FIG. 15 exemplarily illustrates a method for synthesizing a three-dimensional (3D) binaural sound from a sound emitted by sound sources positioned in different directions in a 3D space. The 3D sound processing application convolutes sound from multiple different directions with the head related impulse responses (HRIRs) or the head related transfer functions (HRTFs) 1501 a and 1501 b to generate 3D binaural sound. The terms HRIR and HRTF are interchangeable. The 3D sound processing application facilitates binaural sound reconfiguration. Binaural sound reconfiguration is a process of synthesizing the 3D binaural sound on a computing device 901 exemplarily illustrated in FIG. 9 and FIG. 33, based on the user's preference, whereby the user determines the 3D sound field of the played sounds. The sound tracks are obtained from the microphone array system 902 exemplarily illustrated in FIGS. 9-10 or from a studio. In the studio recording, each sound track represents, for example, one musical instrument or one singer's voice. In order to generate the 3D binaural sound, the 3D sound processing application convolutes each sound track from the microphone array system 902 or from multiple microphones 912 in a studio with a pair of

HRTFs

1501 a and 1501 b, representing the left ear and the right ear. Sound tracks are associated with a sound source location or the sound from a specific direction. For each sound direction in the 3D space, the simulator apparatus 300 measures a bank of

HRTFs

1501 a and 1501 b as disclosed in the detailed description of FIGS. 1-2, and stores the

HRTFs

1501 a and 1501 b in an HRTF database 908 exemplarily illustrated in FIG. 9.

For multiple sound tracks, the 3D sound processing application adds the convoluted results together to generate the final synthesized 3D binaural sound. For example, with respect to music listening, when a user wants a sound track to come from one particular direction, he/she places the icon of the sound source on the corresponding location on a touch screen of his/her computing device 901 and the 3D sound processing application applies the corresponding HRTF for convolution. The user places the musical instruments on corresponding locations on the touch screen, where he/she prefers or imagines, and is able to enjoy the 3D binaural sound on a headset or the 3D surround sound on multiple speakers. The user can have the experience of either sitting in the front row or walking through the stage or sitting among musicians. The configurable 3D sound system 900 provides a user with a listening experience similar to the music experienced by the user surrounded by live instruments in a music hall.

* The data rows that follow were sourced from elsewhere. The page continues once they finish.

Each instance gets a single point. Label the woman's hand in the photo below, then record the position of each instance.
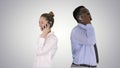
(46, 30)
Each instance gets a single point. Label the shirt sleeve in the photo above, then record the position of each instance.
(47, 45)
(83, 38)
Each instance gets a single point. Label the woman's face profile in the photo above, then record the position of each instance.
(42, 22)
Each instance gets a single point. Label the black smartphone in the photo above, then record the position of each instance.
(45, 26)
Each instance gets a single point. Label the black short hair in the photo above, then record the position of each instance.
(76, 13)
(50, 17)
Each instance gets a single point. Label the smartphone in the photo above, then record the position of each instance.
(45, 26)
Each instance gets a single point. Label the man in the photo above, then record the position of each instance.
(83, 40)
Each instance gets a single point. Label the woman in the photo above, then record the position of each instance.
(47, 42)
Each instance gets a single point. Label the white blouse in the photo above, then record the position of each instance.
(46, 48)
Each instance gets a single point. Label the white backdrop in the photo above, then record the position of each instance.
(19, 30)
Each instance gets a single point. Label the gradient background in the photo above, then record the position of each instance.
(19, 30)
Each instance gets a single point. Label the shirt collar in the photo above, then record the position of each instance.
(84, 26)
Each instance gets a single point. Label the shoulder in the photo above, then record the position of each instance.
(52, 36)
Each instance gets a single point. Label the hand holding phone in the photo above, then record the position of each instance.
(46, 30)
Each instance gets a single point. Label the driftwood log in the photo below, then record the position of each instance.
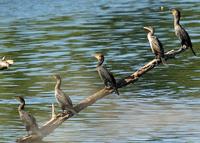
(57, 119)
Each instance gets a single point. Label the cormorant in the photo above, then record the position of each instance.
(63, 100)
(4, 63)
(105, 75)
(180, 32)
(155, 44)
(27, 118)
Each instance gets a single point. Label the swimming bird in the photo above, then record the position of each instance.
(155, 44)
(28, 119)
(180, 32)
(4, 63)
(105, 75)
(63, 100)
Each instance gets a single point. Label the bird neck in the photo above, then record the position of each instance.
(58, 84)
(176, 20)
(149, 35)
(100, 62)
(21, 106)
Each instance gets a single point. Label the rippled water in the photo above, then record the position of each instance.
(48, 37)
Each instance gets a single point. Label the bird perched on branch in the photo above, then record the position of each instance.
(180, 32)
(63, 100)
(28, 119)
(4, 63)
(155, 44)
(105, 75)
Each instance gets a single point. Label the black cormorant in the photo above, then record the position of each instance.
(105, 75)
(155, 44)
(27, 118)
(180, 32)
(63, 100)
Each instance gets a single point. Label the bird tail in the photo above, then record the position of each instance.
(116, 91)
(193, 51)
(73, 111)
(163, 61)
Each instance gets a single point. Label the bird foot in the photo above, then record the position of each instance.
(107, 87)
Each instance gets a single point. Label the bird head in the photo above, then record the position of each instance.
(57, 76)
(149, 29)
(176, 12)
(20, 99)
(99, 56)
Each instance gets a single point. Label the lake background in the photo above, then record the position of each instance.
(49, 37)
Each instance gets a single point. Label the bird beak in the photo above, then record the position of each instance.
(146, 29)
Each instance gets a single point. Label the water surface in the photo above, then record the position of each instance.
(48, 37)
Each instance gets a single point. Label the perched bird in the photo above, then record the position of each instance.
(180, 32)
(4, 63)
(155, 44)
(105, 75)
(27, 118)
(63, 100)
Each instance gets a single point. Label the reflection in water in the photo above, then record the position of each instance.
(48, 37)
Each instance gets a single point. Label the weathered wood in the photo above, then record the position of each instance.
(57, 120)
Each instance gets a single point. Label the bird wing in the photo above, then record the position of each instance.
(28, 119)
(182, 34)
(63, 98)
(107, 75)
(157, 45)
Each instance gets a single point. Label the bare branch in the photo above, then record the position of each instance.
(58, 119)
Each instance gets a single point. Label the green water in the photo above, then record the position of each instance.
(48, 37)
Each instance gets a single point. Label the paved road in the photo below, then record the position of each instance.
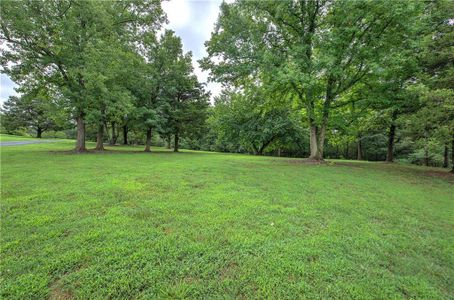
(16, 143)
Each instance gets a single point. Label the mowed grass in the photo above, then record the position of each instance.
(14, 138)
(133, 225)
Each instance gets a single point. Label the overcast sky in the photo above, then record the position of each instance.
(192, 20)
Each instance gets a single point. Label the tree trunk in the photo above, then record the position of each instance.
(100, 138)
(452, 153)
(346, 150)
(426, 148)
(169, 140)
(446, 156)
(148, 141)
(39, 132)
(113, 140)
(391, 135)
(125, 134)
(315, 155)
(359, 155)
(175, 144)
(80, 140)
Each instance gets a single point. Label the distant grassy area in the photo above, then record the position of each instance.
(12, 138)
(133, 225)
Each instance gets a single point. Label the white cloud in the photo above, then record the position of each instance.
(178, 12)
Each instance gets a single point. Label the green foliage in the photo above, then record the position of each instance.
(212, 225)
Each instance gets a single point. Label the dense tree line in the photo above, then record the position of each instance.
(103, 65)
(319, 78)
(370, 75)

FIG. 16 exemplarily illustrates an embodiment of the configurable three-dimensional (3D) sound system 900 for generating a three-dimensional (3D) binaural sound. The configurable 3D sound system 900 comprises the 3D sound processing application 1602 that acquires configuration information 1601 from a user. The configuration information 1601 comprises user selections of configurable parameters, for example, an azimuth, an evaluation, a distance, a trace of movement, etc., associated with multiple sound sources as disclosed in the detailed description of FIG. 7. The 3D sound processing application 1602 generates a configurable sound field that provides an interface to give the user the freedom of configuring the positions and movements of multiple sound tracks, in order to render a customized 3D binaural sound. The 3D sound processing application 1602 of the configurable 3D sound system 900 accurately places the acoustic sound source on the exact location that the user prefers using the head related transfer functions (HRTFs) from the HRTF database 908.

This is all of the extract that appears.